ファイターズ
2022/03/24 14:37

《大海の部屋》連載第2回は開幕直前スペシャル 大海の試合がもっと楽しくなるピッチングバイブル

自身の持ち球を包み隠さず解説した伊藤。これもファンサービスの一環だ(撮影・桜田史宏)

 日本ハム・伊藤大海投手(24)の連載手記「大海の部屋」第2回は開幕直前スペシャルと題し、投球の極意を詰め込んだ「ピッチングバイブル」を公開。7種の変化球を持つ道産子右腕が、持ち球の握りや使い方を分かりやすく解説した。あす25日にシーズンが幕を開ける。これを読めば伊藤の投球を見るのがさらに楽しくなること間違いなし!

全球種を紹介

 いよいよプロ2年目のシーズンが開幕します。今季のテーマは野球を楽しむ。ファンの皆さんにも僕の投球を見ながら、このボールを投げたかったから、さっきツーシームを投げたのか―など伏線回収を楽しんでもらいたいです。そこで、今回は持ち球を全球種ご紹介させてもらいます。

球速より精度のストレート

 基本というか、ないと投球が成り立たない。一番難しいボールです。普段だと、146~8キロ台でファウルや空振りを取れますし、決めにいく時はマックスを出すイメージで投げています。
 大学時代の最速は155キロですが、プロ入り後は153キロ。
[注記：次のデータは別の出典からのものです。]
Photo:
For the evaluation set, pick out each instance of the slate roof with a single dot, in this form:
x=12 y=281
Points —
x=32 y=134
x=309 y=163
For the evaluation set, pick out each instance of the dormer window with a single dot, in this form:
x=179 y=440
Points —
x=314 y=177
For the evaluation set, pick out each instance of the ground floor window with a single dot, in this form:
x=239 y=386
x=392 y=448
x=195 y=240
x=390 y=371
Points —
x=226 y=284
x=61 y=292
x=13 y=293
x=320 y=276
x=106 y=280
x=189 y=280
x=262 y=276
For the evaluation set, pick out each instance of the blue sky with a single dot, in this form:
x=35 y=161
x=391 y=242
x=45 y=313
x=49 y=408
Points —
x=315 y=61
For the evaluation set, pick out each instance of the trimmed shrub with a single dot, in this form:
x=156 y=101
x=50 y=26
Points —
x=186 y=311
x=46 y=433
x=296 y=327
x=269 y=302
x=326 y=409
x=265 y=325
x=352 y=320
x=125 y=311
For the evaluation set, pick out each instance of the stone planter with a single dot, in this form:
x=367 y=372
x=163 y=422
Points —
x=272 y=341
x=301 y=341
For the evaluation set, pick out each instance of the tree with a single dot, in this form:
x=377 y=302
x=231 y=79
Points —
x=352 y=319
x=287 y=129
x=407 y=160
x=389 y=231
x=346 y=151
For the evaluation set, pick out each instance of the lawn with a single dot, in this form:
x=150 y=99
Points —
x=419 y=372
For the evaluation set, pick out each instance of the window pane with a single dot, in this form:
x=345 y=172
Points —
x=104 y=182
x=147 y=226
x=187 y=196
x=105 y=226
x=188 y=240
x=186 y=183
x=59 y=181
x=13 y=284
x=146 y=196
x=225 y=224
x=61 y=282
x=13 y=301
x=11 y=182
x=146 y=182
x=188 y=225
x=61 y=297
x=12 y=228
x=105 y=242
もちろん、163キロを出せるロッテの佐々木朗希くんがうらやましいですし、最速を更新したい思いもあります。でも今、重点を置いているのはコントロール。直球の質向上は永遠のテーマです。

無限大!自慢のスライダー

 僕の代名詞。種類は無限大です(笑)。打者のスイング軌道によって、変化量や速度が違う。だから毎回、同じボールではないんです。例えるなら、毎日、同じものを食べたら面白くない感覚ですかね。縦と横で、親指の位置が極端に違います。その他の微調整は、人さし指と中指の力の入れ方を7対3とか6対4とか変えています。

カーブは緩急で決めるべし

 回転の向きは変えていませんが、球速が異なります。110キロ台が普通のカーブで、それ以上になるとナックルカーブ。100キロ以下になるとスローカーブです。開幕前のオープン戦では投げたい時に1球で決められるよう、スローカーブを多く試しました。シーズンに入ったら何試合かに1回投げるかどうか。いつ投げるか楽しみにしていてください。

使い勝手抜群 カットボール

 ストレートのように速く、スライダーより曲がりが小さい。僕は真っすぐがカット気味にスライドするので、一番、便利なボールです。カウント、ファウルを取れるし、ゴロも打たせられる。スライダーは高めに投げられませんが、カットボールならできる。真っすぐと投げ方が変わらないのでミスも少ないです。

まだまだ研究 スプリット

 今年、課題に挙げているボールです。まだ、ストレートやカットボール、ツーシームとセットでしか使えないですし、初球から打ち取れるかといったらそうではない。理想は楽天の田中将さんやオリックスの由伸のように速いもの。140キロちょっと出せるようになりたいです。

奥行き出せるチェンジアップ

 元々、好きじゃないボールです(笑)。奥行きを出すただの遅い真っすぐなので、打たれたら後悔が残ると前は思っていました。東京五輪期間中に広島の森下から握り方を教えてもらい、一つの武器になりました。精度が上がれば、投球がより楽になるはずです。

左の秘密兵器 スプリットチェンジ

 プロ入り後に生み出したスプリットとチェンジアップのいいところ取りな変化球です。昨季はソフトバンクの柳田さん、楽天の島内さんといった左打者に投げました。シンカーに近い、ちょっと違う攻め方をしたい時に使う僕の秘密兵器です。

キャンプで手応え ツーシーム

 昨季は試合で何球か投げましたが、しっくりきませんでした。オフに練習を重ね、今は割と良い感じです。春季キャンプ中、速いのと遅いのを投げ分けていたら、スプリットが良くなったので、フェード気味の速いツーシームを使っていこうと考えています。
 現時点でシンカー、シュートの習得は考えていません。ビッグボス体制となって臨む新シーズン。この「ピッチングバイブル」を参考に、僕の投球を存分に堪能してくれたらうれしいです!
(伊藤大海)

あす開幕「意識の持ちよう」

 開幕前最後の登板となった18日のDeNA戦は6回4失点(自責2)と不安を残したが、開幕ローテーション入りは確実。伊藤自身も「変化球だったり、課題はハッキリ見えている。大きく変えるというよりは気持ち、意識の持ちようかな」と受け止めている。今季の目標は「まず去年の自分を超えたい」。新人ながら10勝を挙げた昨季の成績を上回り、2年目のジンクスを打破する。